Pede na rua porque foi despedido de um trabalho de 30 anos numa fábrica que fechou em Marvila; o subsidio de desemprego terminou, e não consegue, com os seus 49 anos, qualquer tipo de trabalho. O Rendimento Mínimo dá-lhe quase para a renda e as contas; e faz questão de as manter, porque quer manter um mínimo de dignidade na sua vida. Mas admite que um destes dias não chegue; diz-me que, se isso acontecer, não vai para a rua, porque quer manter um mínimo de dignidade na sua vida. Ou seja, prefere acabar com ela, em vez de viver sem dignidade.
Isto pode parecer uma chachada neo-realista, mas que se foda. Estes são os homens, aqui tão próximos, que são sacrificados por esta inevitabilidade, o "melhor dos mundos possíveis". O pensamento macro-económico é confortável a gente com bons ordenados, do lado certo da vida, não custa nada pensar e dizer e escrever que se tal fábrica fecha aqui há-de abrir outra na Roménia, e que se uns gajos são fodidos outros hão-de prosperar, e que é mesmo assim, a lógica inexorável da vida.
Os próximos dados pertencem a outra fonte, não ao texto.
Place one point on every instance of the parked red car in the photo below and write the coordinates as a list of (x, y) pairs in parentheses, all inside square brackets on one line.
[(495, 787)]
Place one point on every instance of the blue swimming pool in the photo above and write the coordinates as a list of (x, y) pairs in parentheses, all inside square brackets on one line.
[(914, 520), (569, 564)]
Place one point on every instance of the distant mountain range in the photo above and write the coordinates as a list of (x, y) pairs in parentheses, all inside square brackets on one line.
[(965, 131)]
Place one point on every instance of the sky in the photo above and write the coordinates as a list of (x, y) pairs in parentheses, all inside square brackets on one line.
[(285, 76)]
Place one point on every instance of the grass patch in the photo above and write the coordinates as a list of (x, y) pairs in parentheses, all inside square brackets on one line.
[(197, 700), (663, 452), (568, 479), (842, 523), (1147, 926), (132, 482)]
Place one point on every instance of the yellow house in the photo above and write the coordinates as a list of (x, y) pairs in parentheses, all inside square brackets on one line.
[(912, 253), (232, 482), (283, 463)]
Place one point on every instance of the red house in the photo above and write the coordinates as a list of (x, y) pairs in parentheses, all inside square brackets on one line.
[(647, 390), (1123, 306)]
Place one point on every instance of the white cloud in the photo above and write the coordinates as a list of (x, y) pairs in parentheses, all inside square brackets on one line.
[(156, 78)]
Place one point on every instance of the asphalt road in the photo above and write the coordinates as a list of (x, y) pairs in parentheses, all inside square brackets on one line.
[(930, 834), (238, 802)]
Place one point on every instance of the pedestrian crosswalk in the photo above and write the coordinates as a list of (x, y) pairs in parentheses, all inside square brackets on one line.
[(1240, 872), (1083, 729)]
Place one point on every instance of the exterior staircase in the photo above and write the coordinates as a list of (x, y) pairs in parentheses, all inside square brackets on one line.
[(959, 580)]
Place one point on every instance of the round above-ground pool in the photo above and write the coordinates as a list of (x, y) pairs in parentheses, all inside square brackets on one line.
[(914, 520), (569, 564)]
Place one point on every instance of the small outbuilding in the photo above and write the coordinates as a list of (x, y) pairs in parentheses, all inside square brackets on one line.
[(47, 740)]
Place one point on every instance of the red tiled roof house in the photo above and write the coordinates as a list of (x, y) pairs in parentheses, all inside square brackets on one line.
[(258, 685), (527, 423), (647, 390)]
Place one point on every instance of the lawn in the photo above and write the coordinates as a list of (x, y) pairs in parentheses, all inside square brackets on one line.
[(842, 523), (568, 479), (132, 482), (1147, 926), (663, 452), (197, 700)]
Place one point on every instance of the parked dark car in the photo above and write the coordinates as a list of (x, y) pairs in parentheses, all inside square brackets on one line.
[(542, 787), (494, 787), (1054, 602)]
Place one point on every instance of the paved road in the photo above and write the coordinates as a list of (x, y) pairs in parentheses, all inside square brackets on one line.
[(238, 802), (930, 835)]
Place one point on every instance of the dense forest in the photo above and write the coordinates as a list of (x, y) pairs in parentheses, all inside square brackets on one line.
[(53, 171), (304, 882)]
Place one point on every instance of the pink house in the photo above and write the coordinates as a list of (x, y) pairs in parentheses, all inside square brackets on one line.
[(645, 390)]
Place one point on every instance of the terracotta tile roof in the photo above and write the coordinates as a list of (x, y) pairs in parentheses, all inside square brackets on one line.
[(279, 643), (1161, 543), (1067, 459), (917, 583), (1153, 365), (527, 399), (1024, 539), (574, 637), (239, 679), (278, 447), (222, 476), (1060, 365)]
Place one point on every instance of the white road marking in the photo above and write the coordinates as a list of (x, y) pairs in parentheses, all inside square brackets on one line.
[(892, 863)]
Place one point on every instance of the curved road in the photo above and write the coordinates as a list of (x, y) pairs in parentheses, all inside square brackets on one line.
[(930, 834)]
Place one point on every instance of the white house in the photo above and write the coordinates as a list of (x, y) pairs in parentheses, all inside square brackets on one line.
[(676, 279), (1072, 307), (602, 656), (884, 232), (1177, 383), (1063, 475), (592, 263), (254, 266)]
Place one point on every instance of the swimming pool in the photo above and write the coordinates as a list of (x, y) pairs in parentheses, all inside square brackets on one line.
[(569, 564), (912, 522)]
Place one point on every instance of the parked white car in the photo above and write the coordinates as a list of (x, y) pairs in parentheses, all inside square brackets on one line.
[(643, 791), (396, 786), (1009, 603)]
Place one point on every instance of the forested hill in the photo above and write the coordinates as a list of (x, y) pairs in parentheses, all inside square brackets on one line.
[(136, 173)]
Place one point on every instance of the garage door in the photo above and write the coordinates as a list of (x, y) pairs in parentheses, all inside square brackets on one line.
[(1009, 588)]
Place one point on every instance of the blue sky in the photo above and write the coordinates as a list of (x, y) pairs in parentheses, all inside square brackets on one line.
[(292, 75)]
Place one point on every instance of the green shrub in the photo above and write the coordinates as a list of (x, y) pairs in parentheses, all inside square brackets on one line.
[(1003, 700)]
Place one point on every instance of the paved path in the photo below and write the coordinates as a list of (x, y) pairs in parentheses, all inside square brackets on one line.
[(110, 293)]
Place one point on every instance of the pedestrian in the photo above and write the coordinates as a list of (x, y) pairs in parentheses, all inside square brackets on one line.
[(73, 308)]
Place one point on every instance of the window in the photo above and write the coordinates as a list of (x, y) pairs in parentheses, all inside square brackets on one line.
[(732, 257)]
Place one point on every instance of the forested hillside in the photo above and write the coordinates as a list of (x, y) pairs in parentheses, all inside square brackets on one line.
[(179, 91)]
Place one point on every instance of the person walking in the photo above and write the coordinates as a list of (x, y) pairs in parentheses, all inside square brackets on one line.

Pois eu, mesmo sem ter de ir mais longe, aos milhões de fodidos por esse mundo fora, faço questão de mandar essa gentinha da inevitabilidade toda à merda. Em nome desse homem, e dos outros todos, serão sempre os meus inimigos.
4 comentários:
Os economistas actuais, sobretudo os que são premiados com o Nobel, são uns autênticos pândegos que nunca saíram do campus universitário (um campus que ainda por cima teve o azar de não ter sido visitado por um aluno zangado e armado). A realidade económica, ou qualquer outra realidade, aprende-se de barriga vazia e nas ruas. Os livros não ensinam nada, excepto a folhear.
André!! Subscrevo-te completamente!!
O peso do céu como telhado é insustentável, bem como a dor da fome!!
Os chefes de tudo, não sentem isso quando arrumam as chinelas ao anoitecer?
gabriela ludovice
A mim pessoalmente entristece-me a utilização do «tag» liberal como um eufemismo para os defensores de capitalismo de casino.
É uma traição à palavra Liberal. O Liberalismo como eu a entendo, é uma área política do mundo ocidental que esteve sempre e continuará na vanguarda do welfare state, de um capitalismo domesticado, e de uma economia de mercado misto.
Caro Filipe:
É por isso que "liberais" está entre aspas.
Embora eu não me considere um liberal, sei distinguir entre liberais como por ex. os do Movimento Liberal Social, e "liberais" que não passam de direitistas reciclados no ultraliberalismo selvagem na economia e beato nos costumes.